Keywords: neurofibromatosis type 2, vestibular schwannomas, meningioma
Introduction :
Neurofibromatosis type 2 (NF2) is a rare autosomal dominant genetic disease with an incidence at birth of around 1 in 25,000. However, nearly ¾ of the mutations in the NF2 gene responsible for the disease are sporadic. . NF2 is a tumor suppressor gene located on chromosome 22q encoding Merlin protein
To make a diagnosis of NF2, a patient must meet one of the following criteria: 1. Bilateral vestibular schwannomas (VS) 2. A first-degree relative with NF2 AND unilateral VS. 3. First- degree relative with NF2 OR unilateral VS AND two of the following: meningioma, cataract, glioma (intramedullary ependymoma), schwannoma. 4. Multiple meningioma (2 or more) AND two of: unilateral VS, cataract, glioma (intramedullary ependymoma) schwannoma(1,3).

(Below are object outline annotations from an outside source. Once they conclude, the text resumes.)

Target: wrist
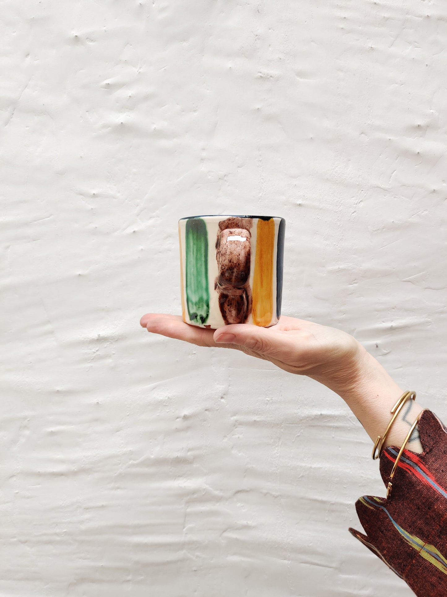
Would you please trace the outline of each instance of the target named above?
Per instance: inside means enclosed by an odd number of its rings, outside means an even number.
[[[378,361],[355,341],[351,358],[337,374],[327,377],[322,383],[344,400],[375,441],[377,436],[383,435],[392,417],[391,409],[403,390]],[[386,445],[401,445],[422,410],[409,401],[391,428]],[[411,449],[422,451],[420,444],[414,443]]]

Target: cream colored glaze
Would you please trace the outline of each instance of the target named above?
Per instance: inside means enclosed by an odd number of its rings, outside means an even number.
[[[445,402],[447,5],[2,5],[0,595],[410,597],[312,380],[150,336],[177,220],[287,220],[283,312]]]

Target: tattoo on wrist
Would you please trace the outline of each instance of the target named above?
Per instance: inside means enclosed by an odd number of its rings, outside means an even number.
[[[411,426],[414,423],[414,421],[408,420],[408,419],[406,418],[407,416],[409,414],[411,409],[413,408],[413,405],[414,403],[412,402],[412,401],[409,400],[407,404],[405,405],[405,411],[403,413],[403,416],[402,417],[402,422],[407,424],[409,428],[411,427]],[[408,440],[408,443],[411,444],[414,442],[420,442],[420,441],[421,441],[421,438],[420,436],[419,435],[419,427],[418,425],[416,425],[414,429],[413,430],[413,432],[412,433],[411,435],[410,435],[409,439]]]

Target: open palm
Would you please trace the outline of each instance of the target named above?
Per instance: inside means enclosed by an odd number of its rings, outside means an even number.
[[[328,376],[346,374],[350,370],[360,347],[345,332],[293,317],[281,316],[270,328],[244,324],[213,330],[190,325],[179,316],[147,313],[140,324],[150,332],[198,346],[236,349],[326,385]]]

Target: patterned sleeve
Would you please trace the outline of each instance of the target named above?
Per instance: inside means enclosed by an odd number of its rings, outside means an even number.
[[[418,597],[447,596],[447,429],[430,411],[419,420],[424,452],[405,450],[389,499],[364,496],[356,509],[366,535],[349,530]],[[382,453],[387,487],[399,448]]]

The severity score is genetic. Patients with a severe genetic score are affected at a younger age with a large number of tumors requiring a statistically higher number of interventions than patients with average or mild scores (severe score: complete truncation of the NF2 gene between lesions 2, 13, not severe: mosaic or splice-site mutation exon 8 to 15 or large deletions(2).
The prognosis is functional, particularly hearing, and in severe forms the prognosis may be serious. The improvement of surgical and radiotherapy techniques and the appearance of new drugs are revolutionizing the management of this disease.
Observation :
We report the case of a 63-year-old man, received for spastic tetraparesis of progressive onset over 06 months with headaches for 01 month, neck pain as well as bilateral. The patient had no particular pathological history, the clinical examination was unremarkable, the neurological examination revealed a vestibular syndrome: tinnitus, hypoacusis. The labyrinthine Romberg sign, the deviation of the index fingers, the lateropulsions when walking, occur on the injured side, without facial paralysis, a sublesional syndrome: spastic tetraparesis with sharp reflexes with sensory disturbances: tingling and hypoesthesia of the 04 limbs.
Brain Magnetic Resonance Imaging : showed the tumoral iso signal in intermediate T1 in heterogeneous T2, the posterior of 24 by 22 mm, a thickening of the choroid plexus with moderate hydrocephalus.
The presence of a right hemispherical subdural collection of right vestibular of 10 mm, tissue filling of the middle cell, it is associated with a right lateral peribulbar formation the patient was operated on as a first "emergency" with a trephine hole for the subdural hematoma, then we continued the exploration by spinal MRI.